How to compute total floating-point rounding error of a set of arithmetic computations in java using Math.ulp(double)?

Question

I want to calculate the floating-point rounding error of a series of additions, multiplications, and divisions using the Math.ulp(double) method in Java. According to the wiki page on Unit in the Last place (ULP), it seems that the error from one floating-point calculation, say 2+3 or 2*3 would be 0.5*ulp(2+3) or 0.5*ulp(2*3), respectively, where 2*3 and 2+3 are the floating-point calculations.

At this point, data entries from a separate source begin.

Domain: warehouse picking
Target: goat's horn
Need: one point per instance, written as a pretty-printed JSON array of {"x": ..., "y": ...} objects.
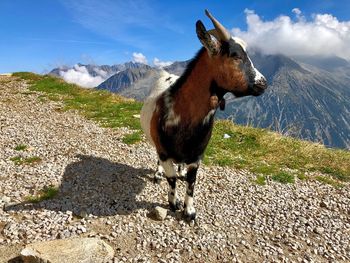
[{"x": 221, "y": 30}]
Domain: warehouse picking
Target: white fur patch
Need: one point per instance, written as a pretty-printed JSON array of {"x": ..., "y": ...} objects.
[
  {"x": 209, "y": 115},
  {"x": 240, "y": 42},
  {"x": 171, "y": 118},
  {"x": 258, "y": 76},
  {"x": 189, "y": 203},
  {"x": 149, "y": 106}
]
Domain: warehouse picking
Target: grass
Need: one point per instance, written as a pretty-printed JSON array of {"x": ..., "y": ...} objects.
[
  {"x": 271, "y": 154},
  {"x": 19, "y": 160},
  {"x": 330, "y": 181},
  {"x": 265, "y": 153},
  {"x": 108, "y": 109},
  {"x": 21, "y": 147},
  {"x": 48, "y": 192},
  {"x": 133, "y": 137},
  {"x": 260, "y": 180}
]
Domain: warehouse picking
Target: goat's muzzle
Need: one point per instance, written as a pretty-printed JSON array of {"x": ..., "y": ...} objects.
[{"x": 258, "y": 88}]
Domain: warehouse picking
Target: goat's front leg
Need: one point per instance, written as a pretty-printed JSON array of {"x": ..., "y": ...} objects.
[
  {"x": 190, "y": 211},
  {"x": 159, "y": 174},
  {"x": 170, "y": 175}
]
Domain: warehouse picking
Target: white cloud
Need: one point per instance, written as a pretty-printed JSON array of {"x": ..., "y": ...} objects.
[
  {"x": 296, "y": 11},
  {"x": 80, "y": 75},
  {"x": 139, "y": 58},
  {"x": 323, "y": 35},
  {"x": 161, "y": 64}
]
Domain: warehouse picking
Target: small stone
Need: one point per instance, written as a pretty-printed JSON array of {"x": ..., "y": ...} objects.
[
  {"x": 319, "y": 230},
  {"x": 158, "y": 213},
  {"x": 70, "y": 250}
]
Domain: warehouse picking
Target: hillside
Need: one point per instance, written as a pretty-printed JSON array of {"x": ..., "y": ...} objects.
[
  {"x": 302, "y": 101},
  {"x": 307, "y": 97},
  {"x": 80, "y": 145}
]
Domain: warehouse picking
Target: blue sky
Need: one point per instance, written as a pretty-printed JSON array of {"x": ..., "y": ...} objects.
[{"x": 41, "y": 34}]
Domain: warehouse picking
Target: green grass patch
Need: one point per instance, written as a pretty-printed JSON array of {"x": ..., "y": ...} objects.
[
  {"x": 19, "y": 160},
  {"x": 132, "y": 138},
  {"x": 257, "y": 150},
  {"x": 109, "y": 109},
  {"x": 21, "y": 147},
  {"x": 268, "y": 153},
  {"x": 301, "y": 176},
  {"x": 48, "y": 192},
  {"x": 327, "y": 180},
  {"x": 260, "y": 180},
  {"x": 283, "y": 177}
]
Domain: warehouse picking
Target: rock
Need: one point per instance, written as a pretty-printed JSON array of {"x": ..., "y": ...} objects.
[
  {"x": 68, "y": 250},
  {"x": 158, "y": 213},
  {"x": 319, "y": 230}
]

However, adding up these errors does not account for the actual error I get in the end product. Saying the maximum error, for example, of 2+3*4 = 0.5*ulp(2+[3*4]) + 0.5*ulp(3*4) does not seem to account for the actual error I get. Thus, I am confused, and perhaps I am misunderstanding Math.ulp(double) or maybe I need to use some kind of relative error. I don't know. Could anyone explain this to me and maybe give a few examples of addition, multiplication, and division with floating-point and exact numbers? It would be much appreciated.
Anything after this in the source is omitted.